Thursday Jun 09, 2005

Hello there!

I've been working at Sun since 1995, when I managed to snag a summer internship at the impressionable age of 18. After 3 more years of college (and internships), I came on-board full-time in 1998 and have been working on core Solaris technologies ever since. Literally a decade has passed, but my interest has changed little: I'm still drawn to studying, characterizing, and ultimately simplifying complicated key low-level subsystems -- particularly those that have been neglected by others.

My main areas of focus have been our DHCP, IP multipathing, and STREAMS implementations -- recently, I've enhanced DHCP to support logical interfaces, spearheaded DHCP event scripting, made IPMP test addresses optional, and massively simplified STREAMS by hauling out over 3500 lines of aging kernel code while also enhancing our debugging infrastructure. I am also fascinated by system stress-testing, developer tools, and code quality, and have authored a collection of internal tools to both improve our product quality and developer efficiency.

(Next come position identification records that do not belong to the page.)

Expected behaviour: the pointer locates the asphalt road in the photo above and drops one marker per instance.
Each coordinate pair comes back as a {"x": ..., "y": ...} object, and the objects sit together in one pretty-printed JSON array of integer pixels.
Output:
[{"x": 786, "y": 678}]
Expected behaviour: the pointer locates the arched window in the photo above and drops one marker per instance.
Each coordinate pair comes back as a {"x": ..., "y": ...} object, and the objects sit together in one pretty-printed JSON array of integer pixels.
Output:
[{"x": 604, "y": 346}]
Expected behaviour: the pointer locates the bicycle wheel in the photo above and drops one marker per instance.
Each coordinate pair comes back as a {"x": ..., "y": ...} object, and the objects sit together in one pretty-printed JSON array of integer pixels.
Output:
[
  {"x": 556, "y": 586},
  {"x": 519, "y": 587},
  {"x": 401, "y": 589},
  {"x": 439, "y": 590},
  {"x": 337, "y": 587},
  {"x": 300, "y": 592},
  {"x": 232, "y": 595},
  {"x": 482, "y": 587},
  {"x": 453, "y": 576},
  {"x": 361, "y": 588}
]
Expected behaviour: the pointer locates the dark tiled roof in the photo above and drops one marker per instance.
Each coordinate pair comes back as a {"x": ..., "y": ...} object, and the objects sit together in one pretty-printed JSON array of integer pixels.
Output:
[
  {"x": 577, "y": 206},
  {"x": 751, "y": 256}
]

Currently, I'm co-leading Project Clearview, which aims to both rationalize and enhance the way network interfaces operate in Solaris, and which I will discuss in much greater depth once OpenSolaris has launched. However, the initial phase of Clearview integrated recently, manifesting itself primarily as a simplified dladm in the next Solaris Express release. In addition to project-work, I take bugs very seriously, and look forward to integrating my 500th bugfix later this year (admittedly a far cry from baseball's famed 500-homer club).

Outside of work, my current passion is cars -- especially of the German persuasion -- and spend most of my personal time modifying, detailing, driving, or photographing them. I also love pinball, exotic foods, the Boston Red Sox, and live music. I live just outside of Boston and am regularly stopped by the police on my way to Sun's Burlington campus.

My plan is to update this blog a few times a month with a variety of pieces that shine some light on our core networking technologies, and Solaris a whole -- past, present, and future -- from a minimalist developer's perspective.